George passa lentement les doigts sur le bois usé et abîmé du bureau. Il ressemblait à un vieux cachalot fatigué, aux cicatrices apparentes. Lorsqu'on s'asseyait dans le fauteuil et qu'on tournait légèrement la tête à droite, on voyait tout l'horizon en face de soi, toutes les trajectoires possibles de la Terreur. La mer s'étendait à perte de vue, ruisselante d'éclats. Ses doigts de pieds s'enfonçaient dans les poils d'un épais tapis cramoisi. Sur la pointe des pieds, après avoir fouillé dans les tiroirs, les papelards et ect, elle referma doucement la porte. Suite à son départ, les meubles craquèrent légèrement, surpris par cette présence mi-effrayée, mi-émerveillée.

Avec minutie, elle explora chaque centimètre carré du bateau pour se l'approprier petit à petit, comprendre son bois, ses faiblesses, les différentes énergies.

La cuisine, par exemple, avait cette énergie très dense, très odorante et forte, celle des côtes portuaires qui s'animent et s'agitent silencieusement à l'aube.
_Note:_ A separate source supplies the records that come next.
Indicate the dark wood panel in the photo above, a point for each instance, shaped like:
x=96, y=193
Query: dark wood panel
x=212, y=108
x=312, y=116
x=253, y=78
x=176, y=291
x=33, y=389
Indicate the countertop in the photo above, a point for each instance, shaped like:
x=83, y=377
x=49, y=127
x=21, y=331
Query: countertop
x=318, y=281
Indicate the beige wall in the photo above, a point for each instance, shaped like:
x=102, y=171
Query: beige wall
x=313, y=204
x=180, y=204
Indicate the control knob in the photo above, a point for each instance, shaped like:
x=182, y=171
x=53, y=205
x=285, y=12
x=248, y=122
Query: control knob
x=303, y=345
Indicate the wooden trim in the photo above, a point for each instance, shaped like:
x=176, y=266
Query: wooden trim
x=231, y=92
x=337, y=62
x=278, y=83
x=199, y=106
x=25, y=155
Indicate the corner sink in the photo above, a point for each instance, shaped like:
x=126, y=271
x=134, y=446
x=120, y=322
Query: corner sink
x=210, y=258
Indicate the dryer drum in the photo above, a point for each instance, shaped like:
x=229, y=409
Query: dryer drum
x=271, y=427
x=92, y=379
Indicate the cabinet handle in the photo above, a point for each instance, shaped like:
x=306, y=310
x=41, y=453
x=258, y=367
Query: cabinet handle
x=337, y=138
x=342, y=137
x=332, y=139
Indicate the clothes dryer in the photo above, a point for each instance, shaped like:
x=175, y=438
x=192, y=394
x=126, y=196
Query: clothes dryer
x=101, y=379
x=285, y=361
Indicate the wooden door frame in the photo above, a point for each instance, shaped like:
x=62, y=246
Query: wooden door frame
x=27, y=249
Les ponts lui faisaient penser à un espace pour danser, comme elle avait vu les pirates s'entrelacer, s'entrecroiser, en fonction des tâches qui leur étaient données. Imaginer gérer tout ça alors qu'elle était seule la mettait face à un abîme vertigineux, toutefois, elle refusait de s'y précipiter.

Le bureau avait une énergie de vieille librairie abandonnée, chaleureuse et solenelle.

Elle connaissait déjà bien les cales sombres, parfois accueillantes, séparées en deux espaces.

Le faux-pont, là où dorment les marins, était aussi très silencieux, comme une ville fantôme. Seuls subsistaient des hamacs branlants et quelques affaires, comme des munitions, des provisions, des bouts de bois gravés. Clever tenait un journal, aussi.

Pendant ces explorations, la Terreur dérivait lentement en fonction du vent, mais George s'en moquait. Elle avait de grandes chances de mourir, de toute façon, et elle avait passé toute sa vie sur le navire sans le connaitre, alors pourtant qu'elle l'aimait. Car la Terreur l'avait protégée, contre la tempête. Car les cales de la Terreur l'avait protégée, contre les hommes. Car la Terreur l'avait protégée toutes ces années.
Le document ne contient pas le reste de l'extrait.